During my surgery, the majority of the endometriosis “lesions” were removed, but I still have lesions on, ahem, other organs. I've yet to become ready for another risk of loss, and I'm on a medication that helps prevent excessive growth of the endometrium. That means nothing has changed in my OB/GYN's opinion -- she still says it's unlikely, but has never said absolutely impossible.
As for the IBS, my partner and I hit the nail on the head with that little self-diagnosis too. The good news is that I rarely suffer from so much pain that I cannot live my life. I'm rarely down for entire days at a time. There's little treatment for IBS, but I chose a natural route -- treating myself and I hardly suffer with it these days.
Overcoming Grief & Self-Blame
How did I come from sobbing uncontrollably weeks at a time to a person who feels sad, grieves occasionally, but is back to somewhat normal, for the most part?
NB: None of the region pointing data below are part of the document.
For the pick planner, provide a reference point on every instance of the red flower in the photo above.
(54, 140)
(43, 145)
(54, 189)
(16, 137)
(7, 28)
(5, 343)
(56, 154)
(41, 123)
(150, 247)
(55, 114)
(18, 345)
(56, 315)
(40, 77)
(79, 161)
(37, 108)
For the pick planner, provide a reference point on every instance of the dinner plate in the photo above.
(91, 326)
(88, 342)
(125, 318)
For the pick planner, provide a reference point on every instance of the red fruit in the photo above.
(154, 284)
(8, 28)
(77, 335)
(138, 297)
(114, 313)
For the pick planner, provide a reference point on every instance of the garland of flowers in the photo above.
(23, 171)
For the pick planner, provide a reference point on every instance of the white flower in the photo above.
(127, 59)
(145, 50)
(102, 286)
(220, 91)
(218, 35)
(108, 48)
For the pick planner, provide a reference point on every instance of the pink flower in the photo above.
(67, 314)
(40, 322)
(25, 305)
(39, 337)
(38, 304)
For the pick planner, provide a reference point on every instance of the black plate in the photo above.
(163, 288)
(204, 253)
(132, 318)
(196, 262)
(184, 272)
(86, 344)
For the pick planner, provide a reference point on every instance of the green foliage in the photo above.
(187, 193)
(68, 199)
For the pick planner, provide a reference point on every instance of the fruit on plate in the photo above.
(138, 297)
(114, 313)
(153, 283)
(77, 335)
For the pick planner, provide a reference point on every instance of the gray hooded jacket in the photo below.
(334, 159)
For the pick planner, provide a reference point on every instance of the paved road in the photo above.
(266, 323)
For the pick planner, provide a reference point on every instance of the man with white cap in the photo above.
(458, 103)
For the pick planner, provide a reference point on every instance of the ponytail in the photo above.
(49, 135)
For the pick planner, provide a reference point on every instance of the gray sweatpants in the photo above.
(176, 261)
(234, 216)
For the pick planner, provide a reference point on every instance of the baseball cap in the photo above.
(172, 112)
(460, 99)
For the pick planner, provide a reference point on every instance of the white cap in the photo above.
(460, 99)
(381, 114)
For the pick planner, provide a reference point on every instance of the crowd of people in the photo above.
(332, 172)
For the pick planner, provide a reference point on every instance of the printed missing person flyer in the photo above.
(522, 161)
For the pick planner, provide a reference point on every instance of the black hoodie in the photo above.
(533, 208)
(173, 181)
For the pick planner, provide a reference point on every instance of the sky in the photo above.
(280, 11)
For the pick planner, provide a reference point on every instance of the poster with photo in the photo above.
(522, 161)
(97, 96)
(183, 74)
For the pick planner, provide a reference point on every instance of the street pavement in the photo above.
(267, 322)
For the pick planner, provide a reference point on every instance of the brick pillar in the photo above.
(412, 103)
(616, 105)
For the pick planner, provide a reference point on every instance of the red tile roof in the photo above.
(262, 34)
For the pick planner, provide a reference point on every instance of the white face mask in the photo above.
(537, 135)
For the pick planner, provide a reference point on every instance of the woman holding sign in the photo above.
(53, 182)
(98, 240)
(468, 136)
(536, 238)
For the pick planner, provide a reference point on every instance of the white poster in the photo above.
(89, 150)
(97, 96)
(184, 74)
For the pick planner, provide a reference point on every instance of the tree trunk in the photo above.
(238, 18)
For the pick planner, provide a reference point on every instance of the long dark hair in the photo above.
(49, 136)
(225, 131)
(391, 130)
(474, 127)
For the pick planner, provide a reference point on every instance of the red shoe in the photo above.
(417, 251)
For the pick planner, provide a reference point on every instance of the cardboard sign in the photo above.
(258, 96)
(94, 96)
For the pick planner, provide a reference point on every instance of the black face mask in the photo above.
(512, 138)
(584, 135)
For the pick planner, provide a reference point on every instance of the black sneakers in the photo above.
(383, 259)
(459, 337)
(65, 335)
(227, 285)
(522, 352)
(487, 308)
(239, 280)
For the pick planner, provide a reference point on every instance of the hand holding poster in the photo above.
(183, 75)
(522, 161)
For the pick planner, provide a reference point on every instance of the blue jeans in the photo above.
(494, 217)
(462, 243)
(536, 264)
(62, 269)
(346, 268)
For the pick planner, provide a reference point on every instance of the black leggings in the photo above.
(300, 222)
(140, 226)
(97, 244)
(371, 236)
This is one of the hard parts for me. Going back over the actual happening of my losses was really something, but how I really began to move on is something no other person besides my partner and I and close relatives know. And well, God and perhaps our two children.
During what felt like a depression I wouldn't be able to come out of, we were given suggestions on how to move on. It seemed the grieving was not lightening up for me, and my OB/GYN gave me a long list of suggestions to help with the moving-on process. There was one that stood out to me: a memorial service. A service for both of our children, and one where only the closest of our family joined.
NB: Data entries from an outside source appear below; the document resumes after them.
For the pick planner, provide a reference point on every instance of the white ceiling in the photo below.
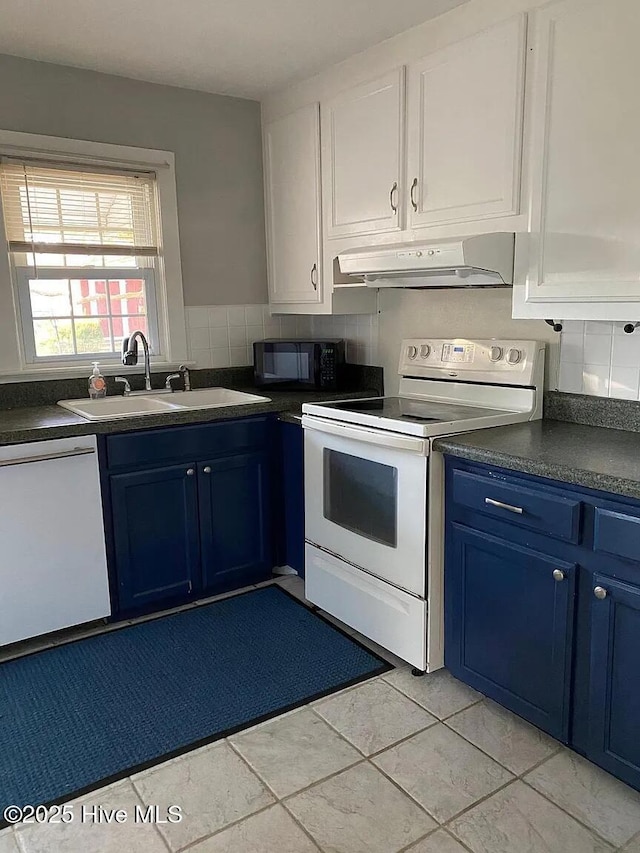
(235, 47)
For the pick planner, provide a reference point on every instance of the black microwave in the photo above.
(302, 365)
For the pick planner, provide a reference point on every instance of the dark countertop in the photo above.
(37, 423)
(595, 457)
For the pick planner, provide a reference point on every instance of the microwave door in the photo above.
(284, 364)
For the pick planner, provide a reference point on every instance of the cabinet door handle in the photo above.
(491, 502)
(414, 203)
(393, 190)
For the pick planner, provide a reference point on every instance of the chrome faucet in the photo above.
(130, 354)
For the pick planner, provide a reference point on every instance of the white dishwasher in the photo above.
(53, 568)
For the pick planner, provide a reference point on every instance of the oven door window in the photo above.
(361, 496)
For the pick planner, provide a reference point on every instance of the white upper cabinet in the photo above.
(362, 150)
(292, 185)
(583, 258)
(464, 107)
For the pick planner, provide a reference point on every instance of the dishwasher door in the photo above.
(53, 568)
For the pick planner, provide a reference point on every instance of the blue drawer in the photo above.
(186, 443)
(617, 533)
(536, 509)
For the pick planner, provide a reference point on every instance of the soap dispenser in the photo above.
(97, 384)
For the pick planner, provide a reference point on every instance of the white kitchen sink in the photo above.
(209, 398)
(118, 407)
(138, 405)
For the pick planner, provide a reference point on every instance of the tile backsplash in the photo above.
(223, 335)
(599, 358)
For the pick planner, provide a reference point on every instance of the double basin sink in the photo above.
(136, 405)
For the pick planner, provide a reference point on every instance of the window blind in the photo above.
(61, 209)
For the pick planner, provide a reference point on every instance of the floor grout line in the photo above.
(233, 823)
(572, 816)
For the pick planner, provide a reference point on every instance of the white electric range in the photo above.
(374, 487)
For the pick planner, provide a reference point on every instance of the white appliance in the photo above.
(482, 260)
(53, 568)
(374, 487)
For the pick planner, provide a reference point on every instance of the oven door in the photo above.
(366, 499)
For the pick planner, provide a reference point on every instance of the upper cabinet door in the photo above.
(292, 184)
(362, 145)
(585, 149)
(465, 128)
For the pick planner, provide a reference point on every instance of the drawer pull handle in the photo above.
(517, 509)
(414, 203)
(394, 189)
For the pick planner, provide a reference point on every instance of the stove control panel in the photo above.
(502, 361)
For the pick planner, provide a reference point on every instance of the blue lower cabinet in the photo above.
(545, 618)
(509, 625)
(156, 540)
(235, 522)
(614, 700)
The day of the service, I thought it was a huge mistake. Throughout it, I think I was even more sad than the days before and after. I started thinking I'd made a mistake and that I’d only pushed myself into a serious case of depression. But it wasn't like that much longer. I spent the rest of that week grieving and not leaving my house, but the coming week, I took up a few more of my regular activities each day. I reminded myself that all was peaceful -- the children were peaceful. The service was for healing. To say what I wanted to say to them both, and same for the others who were there. To leave everything bad and sad and horrible right there, and leave with newness. Of course, that doesn't mean forgetfulness or even that I don't re-think those days I was pregnant and the days I was not, but I left my blaming, shaming and anger there and didn't walk away until I felt I could do so without bringing those nasty feelings of blame, shame and anger back with me.
It was a nice service, much like any other. And just like a funeral service for someone who was actually in the real world, it's a means, a beginning of moving on. Not moving away from that loved one, but moving on for yourself, your sanity and the others who need you. It's a way of saying "okay, God, I trust you to take care of them for me until I make it there too."